Sophronia primella

Scientific classification
- Domain: Eukaryota
- Kingdom: Animalia
- Phylum: Arthropoda
- Class: Insecta
- Order: Lepidoptera
- Family: Gelechiidae
- Genus: Sophronia
- Species: S. primella
- Binomial name: Sophronia primella Busck, 1907

= Sophronia primella =

- Authority: Busck, 1907

Species of moth

Sophronia primella is a moth of the family Gelechiidae. It was described by August Busck in 1907. It is found in North America, where it has been recorded Alabama, Illinois, Kansas, Oklahoma, Tennessee, Arizona and Colorado.

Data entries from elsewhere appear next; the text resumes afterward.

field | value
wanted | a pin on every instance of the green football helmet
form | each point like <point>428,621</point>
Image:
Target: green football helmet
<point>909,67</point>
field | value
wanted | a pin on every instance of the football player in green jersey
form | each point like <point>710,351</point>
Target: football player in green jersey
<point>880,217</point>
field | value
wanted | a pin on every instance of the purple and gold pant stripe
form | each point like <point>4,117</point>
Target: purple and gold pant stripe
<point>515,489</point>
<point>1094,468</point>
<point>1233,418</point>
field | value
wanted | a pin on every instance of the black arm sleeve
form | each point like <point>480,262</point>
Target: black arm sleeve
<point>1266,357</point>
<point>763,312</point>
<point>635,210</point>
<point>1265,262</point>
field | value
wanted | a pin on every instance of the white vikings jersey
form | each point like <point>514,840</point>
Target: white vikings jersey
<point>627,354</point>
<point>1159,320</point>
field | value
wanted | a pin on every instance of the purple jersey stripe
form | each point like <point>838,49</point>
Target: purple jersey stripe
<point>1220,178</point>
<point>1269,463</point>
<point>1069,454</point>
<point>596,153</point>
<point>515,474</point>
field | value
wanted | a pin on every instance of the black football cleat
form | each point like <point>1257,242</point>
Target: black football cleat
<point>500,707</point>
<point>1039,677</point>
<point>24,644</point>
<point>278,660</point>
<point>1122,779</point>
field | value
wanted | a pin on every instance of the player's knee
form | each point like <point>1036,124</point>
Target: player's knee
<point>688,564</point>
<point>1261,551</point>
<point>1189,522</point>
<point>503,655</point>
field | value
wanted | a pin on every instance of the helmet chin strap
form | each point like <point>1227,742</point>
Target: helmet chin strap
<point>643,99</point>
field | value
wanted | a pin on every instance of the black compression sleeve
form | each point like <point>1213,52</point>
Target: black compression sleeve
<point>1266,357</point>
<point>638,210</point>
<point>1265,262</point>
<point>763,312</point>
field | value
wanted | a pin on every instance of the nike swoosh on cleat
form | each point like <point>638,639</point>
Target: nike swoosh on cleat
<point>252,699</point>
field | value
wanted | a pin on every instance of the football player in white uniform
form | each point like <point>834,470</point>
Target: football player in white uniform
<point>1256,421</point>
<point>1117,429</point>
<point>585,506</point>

The wingspan is about 17 mm. The forewings are ochreous, mottled and longitudinally streaked with white, black and fuscous. The costal edge, from the base to apical third is white, edged below by a narrow streak strongly mottled with fuscous. Below it is a nearly unmottled area of clear ochreous, reaching to the middle of the wing and only transversed by a single dark line on the subcostal vein. From base through the center of the wing run close beside each other two parallel black lines, interrupted at the end of the cell by a round brown dot, but continued on the other side nearly to a small round black dot at the apex. The dorsal part of the wing is rather freely dusted with white and brown scales and on the middle of the fold is an oblong brown dot. The hindwings are light ochreous fuscous.